Now...all I have left is the rage that burns in me, consumes my every waking thought, crying for revenge.
It is not honorable. Once I had honor. I was a Defender.
*You're too hard on yourself. On him. He's just a kid. And...he's trying to help. Trying to understand you.*
The voice. It keeps me company. It brought me back from the abyss of darkness. It disagrees with me, argues with me.
It reminds me much of the young Red Ranger.
"No one can understand me." I know the words are harsh, but it is how I feel.
*He's right. You fired on the enemy with civilians present.*
I hate that voice. Hate it because I know it's right. "Who made you my conscience?" I growl. "Who even asked for you to be here?"
*You need me...just as I need you.*
There is regret in the voice. It does not approve of me or the way I do things.
*You could've killed someone today.*
I bow my head, my mind going to the memory of my son pulling his miniature sword, charging forward to defend me.... Blasted to death by Scorpius, without even a tremor of regret. With an effort, I clear my mind, and take a deep breath. The voice is right. I was single-minded in my battle today. I only saw my enemy -- the very same enemy who held my son captive while I struggled. The enemy who taunted me as my homeworld lay in smoking ruins around me. The enemy who laughed as I held my dying son's tiny body in my arms.
I harden my heart. "I could not pass on the opportunity to kill my enemy. I will never pass up such an opportunity."
*You're becoming that which you hate.... Precisely what your son was ready to fight against to save you.*
The words cut into my hard heart with the ease of a powered sword.
But the flames still burn. I shake my head, regretful, but determined. "I cannot stop. The Lights must be mine."
*Let them help you. Red Ranger understands you better than you realize.*
The voice hesitates, and I hear pain in its tone.
*He too once lost the only family member he had left. Watched his brother sacrifice himself to save him, just like your son.*
The fires in my soul are quenched slightly, cooled by this voice of reason that shares my being. "Yes," I answer quietly. "You would know." This voice, the very one who gave his life and now shares mine, understands such things. "I cannot allow them to interfere. Not even Red Ranger."

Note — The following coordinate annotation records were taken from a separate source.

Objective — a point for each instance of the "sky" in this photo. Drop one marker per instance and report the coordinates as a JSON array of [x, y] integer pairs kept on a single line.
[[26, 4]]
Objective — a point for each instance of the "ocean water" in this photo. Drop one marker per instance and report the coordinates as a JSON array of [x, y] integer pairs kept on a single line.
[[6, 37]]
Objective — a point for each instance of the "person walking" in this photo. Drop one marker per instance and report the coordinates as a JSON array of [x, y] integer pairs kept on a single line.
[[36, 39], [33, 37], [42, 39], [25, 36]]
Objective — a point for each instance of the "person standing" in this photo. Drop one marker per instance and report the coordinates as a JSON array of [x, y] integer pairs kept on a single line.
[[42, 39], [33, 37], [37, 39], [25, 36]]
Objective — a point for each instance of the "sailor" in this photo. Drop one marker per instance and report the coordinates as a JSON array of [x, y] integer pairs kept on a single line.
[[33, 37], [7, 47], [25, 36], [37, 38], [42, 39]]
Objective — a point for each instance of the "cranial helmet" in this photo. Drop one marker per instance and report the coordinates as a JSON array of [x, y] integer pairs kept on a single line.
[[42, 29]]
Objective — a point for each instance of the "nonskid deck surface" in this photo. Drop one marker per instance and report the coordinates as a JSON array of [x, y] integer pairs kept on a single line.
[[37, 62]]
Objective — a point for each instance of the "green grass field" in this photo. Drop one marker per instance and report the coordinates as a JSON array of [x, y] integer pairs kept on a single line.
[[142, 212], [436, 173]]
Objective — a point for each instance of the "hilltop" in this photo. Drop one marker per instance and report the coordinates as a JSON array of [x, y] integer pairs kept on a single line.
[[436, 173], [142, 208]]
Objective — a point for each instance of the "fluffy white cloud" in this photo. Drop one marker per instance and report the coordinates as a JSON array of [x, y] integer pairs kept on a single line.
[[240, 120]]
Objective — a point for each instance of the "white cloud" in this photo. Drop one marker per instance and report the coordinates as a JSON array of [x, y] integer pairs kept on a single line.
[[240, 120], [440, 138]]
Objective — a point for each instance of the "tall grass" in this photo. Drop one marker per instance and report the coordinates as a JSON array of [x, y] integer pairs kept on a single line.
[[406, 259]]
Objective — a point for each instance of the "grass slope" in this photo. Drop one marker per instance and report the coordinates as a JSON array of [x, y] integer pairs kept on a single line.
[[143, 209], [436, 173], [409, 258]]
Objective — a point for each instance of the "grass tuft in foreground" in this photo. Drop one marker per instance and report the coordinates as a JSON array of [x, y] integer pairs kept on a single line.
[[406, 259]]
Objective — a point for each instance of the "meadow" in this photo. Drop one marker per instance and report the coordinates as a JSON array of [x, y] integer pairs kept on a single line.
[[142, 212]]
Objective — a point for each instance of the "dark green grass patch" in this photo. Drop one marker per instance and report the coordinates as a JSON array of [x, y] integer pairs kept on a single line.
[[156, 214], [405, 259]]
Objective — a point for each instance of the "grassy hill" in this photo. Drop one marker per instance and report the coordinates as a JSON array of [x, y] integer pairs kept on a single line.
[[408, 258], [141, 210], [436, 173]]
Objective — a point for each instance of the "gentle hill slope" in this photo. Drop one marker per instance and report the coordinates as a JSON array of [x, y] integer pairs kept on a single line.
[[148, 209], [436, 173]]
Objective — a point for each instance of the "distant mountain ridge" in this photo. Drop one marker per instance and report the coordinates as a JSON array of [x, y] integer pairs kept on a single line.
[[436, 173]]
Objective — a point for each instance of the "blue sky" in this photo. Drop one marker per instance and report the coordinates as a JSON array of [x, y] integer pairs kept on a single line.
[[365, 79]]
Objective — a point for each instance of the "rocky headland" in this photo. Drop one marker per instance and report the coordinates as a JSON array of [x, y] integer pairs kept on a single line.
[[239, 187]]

It sounds sad. So idealistic still, this voice. Even after death. Yet, we are drawn to one another, the voice and I. We need each other to survive. "I cannot promise you anything." I sigh. "But...I will not forget today. Or what you have said."

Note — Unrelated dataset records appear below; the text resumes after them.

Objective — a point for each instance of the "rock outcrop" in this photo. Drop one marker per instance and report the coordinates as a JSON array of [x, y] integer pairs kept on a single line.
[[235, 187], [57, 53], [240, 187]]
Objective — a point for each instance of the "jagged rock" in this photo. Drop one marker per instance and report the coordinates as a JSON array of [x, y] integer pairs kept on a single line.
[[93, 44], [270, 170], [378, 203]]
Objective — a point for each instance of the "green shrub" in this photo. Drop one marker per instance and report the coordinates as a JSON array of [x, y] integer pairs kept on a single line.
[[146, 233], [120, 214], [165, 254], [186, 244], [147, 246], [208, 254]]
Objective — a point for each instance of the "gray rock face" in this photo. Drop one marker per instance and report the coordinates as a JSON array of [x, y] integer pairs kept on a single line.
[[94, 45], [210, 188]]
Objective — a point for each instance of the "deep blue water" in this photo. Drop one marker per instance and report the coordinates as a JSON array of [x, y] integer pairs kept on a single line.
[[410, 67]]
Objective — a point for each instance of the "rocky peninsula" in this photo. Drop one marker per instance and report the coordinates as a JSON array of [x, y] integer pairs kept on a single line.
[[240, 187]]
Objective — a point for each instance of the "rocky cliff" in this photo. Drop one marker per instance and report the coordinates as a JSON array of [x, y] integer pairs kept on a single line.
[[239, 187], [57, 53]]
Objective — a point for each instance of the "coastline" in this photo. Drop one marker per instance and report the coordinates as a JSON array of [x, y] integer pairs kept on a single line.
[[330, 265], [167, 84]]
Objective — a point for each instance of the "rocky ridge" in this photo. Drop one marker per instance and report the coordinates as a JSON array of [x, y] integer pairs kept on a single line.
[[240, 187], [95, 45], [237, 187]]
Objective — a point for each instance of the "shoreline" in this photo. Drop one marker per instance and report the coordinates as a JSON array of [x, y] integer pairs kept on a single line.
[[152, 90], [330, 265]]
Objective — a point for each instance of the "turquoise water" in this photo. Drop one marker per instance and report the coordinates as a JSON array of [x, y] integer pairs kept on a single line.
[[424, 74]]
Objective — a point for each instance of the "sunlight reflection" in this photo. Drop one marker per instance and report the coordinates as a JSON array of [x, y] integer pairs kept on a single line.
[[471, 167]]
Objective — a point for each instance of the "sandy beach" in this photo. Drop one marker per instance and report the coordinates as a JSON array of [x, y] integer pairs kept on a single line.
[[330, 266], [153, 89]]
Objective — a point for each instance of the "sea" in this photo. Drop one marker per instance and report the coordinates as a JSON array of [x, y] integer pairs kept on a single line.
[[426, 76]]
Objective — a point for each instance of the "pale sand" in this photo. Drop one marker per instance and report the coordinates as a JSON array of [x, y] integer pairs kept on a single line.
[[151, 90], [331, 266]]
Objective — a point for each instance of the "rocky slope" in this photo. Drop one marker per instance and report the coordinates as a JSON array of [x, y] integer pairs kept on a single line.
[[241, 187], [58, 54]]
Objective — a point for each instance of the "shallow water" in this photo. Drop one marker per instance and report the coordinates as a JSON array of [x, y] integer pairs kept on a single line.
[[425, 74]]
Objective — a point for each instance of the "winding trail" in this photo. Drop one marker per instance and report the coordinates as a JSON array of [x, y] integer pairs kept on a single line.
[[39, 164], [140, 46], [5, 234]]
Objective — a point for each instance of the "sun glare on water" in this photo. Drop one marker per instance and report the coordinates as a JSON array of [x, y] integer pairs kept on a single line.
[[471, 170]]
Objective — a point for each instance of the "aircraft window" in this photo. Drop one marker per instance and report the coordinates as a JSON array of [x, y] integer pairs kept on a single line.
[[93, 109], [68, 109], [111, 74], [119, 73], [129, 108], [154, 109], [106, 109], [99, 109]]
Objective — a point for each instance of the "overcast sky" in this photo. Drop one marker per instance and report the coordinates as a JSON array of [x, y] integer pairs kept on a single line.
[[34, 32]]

I shake my head and begin to walk again. "I will have my revenge. The Lights will be mine." After a moment, I haltingly add, "But...if it is possible to do so, I will accept the Rangers' presence."
*Thank you.* The voice of my conscience, my alter ego, sighs. *It is a beginning.*
Beginning. How strange that the voice can see it as a beginning, when all I can see...is endings. Conclusions to wounds that have festered three millennia.
*Wounds can heal.*
"Not this one." My heart aches with the grief still. I stare out at the city of Terra Venture, full of life, and hope. Full of people looking for a promised land, a future world where they can make their dreams come true. I feel nothing for them. The heart and soul that made me a Defender was crushed with the death of my son. The death of my world. "Not for me." I turn and walk away, leaving the bright lights behind me.